Northern Ireland’s senior civil servants told a parliamentary committee Wednesday it will be up to the British government, not themselves, to impose an estimated £800 million in spending cuts and tax hikes needed to balance the region’s debt-addled books.
Their warning — the first in public by officials who normally keep their views away from public microphones — follows a trio of reports Tuesday from the Northern Ireland Fiscal Council identifying a range of possible measures to bring red ink under control at Stormont, where a Brexit-related walkout by the Democratic Unionists has put cross-community government on ice and left civil servants effectively running the show.
The advisory body said Northern Ireland faced a 3.3 percent spending cut this year in real terms, taking account of inflation, unless more revenue could be found.
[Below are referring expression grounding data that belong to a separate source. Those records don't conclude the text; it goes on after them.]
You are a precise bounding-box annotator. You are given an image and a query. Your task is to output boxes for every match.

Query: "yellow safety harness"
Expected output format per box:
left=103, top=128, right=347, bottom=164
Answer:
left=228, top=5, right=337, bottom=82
One measure floated to balance the books includes the introduction of household water charges already levied elsewhere across the U.K.
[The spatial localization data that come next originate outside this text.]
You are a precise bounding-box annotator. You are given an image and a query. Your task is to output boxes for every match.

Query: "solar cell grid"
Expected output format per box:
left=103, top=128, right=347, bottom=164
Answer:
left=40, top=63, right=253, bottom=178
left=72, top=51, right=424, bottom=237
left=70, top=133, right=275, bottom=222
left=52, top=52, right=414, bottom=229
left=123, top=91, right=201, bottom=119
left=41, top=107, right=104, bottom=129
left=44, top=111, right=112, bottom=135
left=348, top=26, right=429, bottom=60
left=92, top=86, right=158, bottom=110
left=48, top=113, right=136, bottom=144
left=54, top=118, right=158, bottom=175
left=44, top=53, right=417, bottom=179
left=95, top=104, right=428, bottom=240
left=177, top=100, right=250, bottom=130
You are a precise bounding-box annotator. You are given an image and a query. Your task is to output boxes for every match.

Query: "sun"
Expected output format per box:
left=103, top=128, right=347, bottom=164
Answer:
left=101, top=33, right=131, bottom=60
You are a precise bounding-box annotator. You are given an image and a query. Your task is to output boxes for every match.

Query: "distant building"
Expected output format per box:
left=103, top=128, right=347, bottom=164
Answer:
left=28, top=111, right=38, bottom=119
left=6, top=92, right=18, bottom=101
The head of the Northern Ireland Civil Service, Jayne Brady, said the U.K. government bill setting out 2023-24 spending limits — due for its second reading next week in the House of Commons — doesn’t give her nine permanent secretaries the mandate to take many of the key decisions that will be required.
She said Secretary of State Chris Heaton-Harris’ guidance to the permanent secretaries likewise leaves “a gap” between what the government in Westminster expects them to do and what decisions they legally are permitted to take.
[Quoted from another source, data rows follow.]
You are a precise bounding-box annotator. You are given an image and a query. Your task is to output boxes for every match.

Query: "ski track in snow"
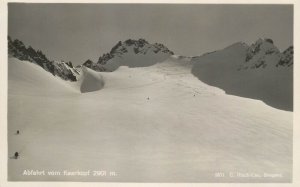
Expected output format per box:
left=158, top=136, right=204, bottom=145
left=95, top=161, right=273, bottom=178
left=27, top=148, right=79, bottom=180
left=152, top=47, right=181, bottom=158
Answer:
left=8, top=57, right=292, bottom=182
“It is our understanding, having read the guidance and the law, there will be decisions that will not be able to be fulfilled within that guidance,” Brady said. “That would require some level of ministerial direction. That’s the legal advice we have received. There is a gap.”
Brady said fixing Stormont’s finances would require hands-on decision-making from ministers, either Heaton-Harris and other Northern Ireland Office ministers or, potentially, locally accountable ministers if the collapsed Northern Ireland Executive can be revived.
Looming decisions on spending cuts to statutory public services or raising local taxes and charges “rightly should be made by ministers because we have no democratic provision to make those,” Brady said. Northern Ireland’s cross-community government fell apart last year because of obstruction by the DUP, the major British Protestant party. Power-sharing, the core goal of the region’s 1998 peace agreement, cannot legally function unless both the DUP and the largest Irish nationalist party, Sinn Féin, agree to participate.
Neil Gibson, the permanent secretary at Northern Ireland’s Department of Finance, told the committee that each department head was preparing detailed research and options on potential cuts and tax measures — advice prepared for Heaton-Harris or junior Northern Ireland Office ministers to pull the trigger, not themselves.
“We are making sure we have the relevant material for the NIO on each of those, what is the legal position on charging in this area, what legislation is required,” said Gibson, who noted that Heaton-Harris already had used such advice to raise Northern Ireland’s regional rates this year by 6 percent.
“Our job remains the same, to provide all the material for political decision-making to be taken on all of those revenue-raising options that are available,” Gibson said.
The Democratic Unionists, who deny any culpability in Northern Ireland’s fiscal crisis, issued a new plea for increased Treasury funding on the back of Wednesday’s testimony.
Senior British government officials have told POLITICO that an increased funding offer, potentially in the region of £1 billion, could be part of any agreement to revive a cross-community government at the Stormont Parliament Building overlooking Belfast. The DUP has indefinitely blocked power-sharing in protest against post-Brexit trade rules that make it easier for Northern Ireland to trade with the Republic of Ireland than with the rest of the United Kingdom.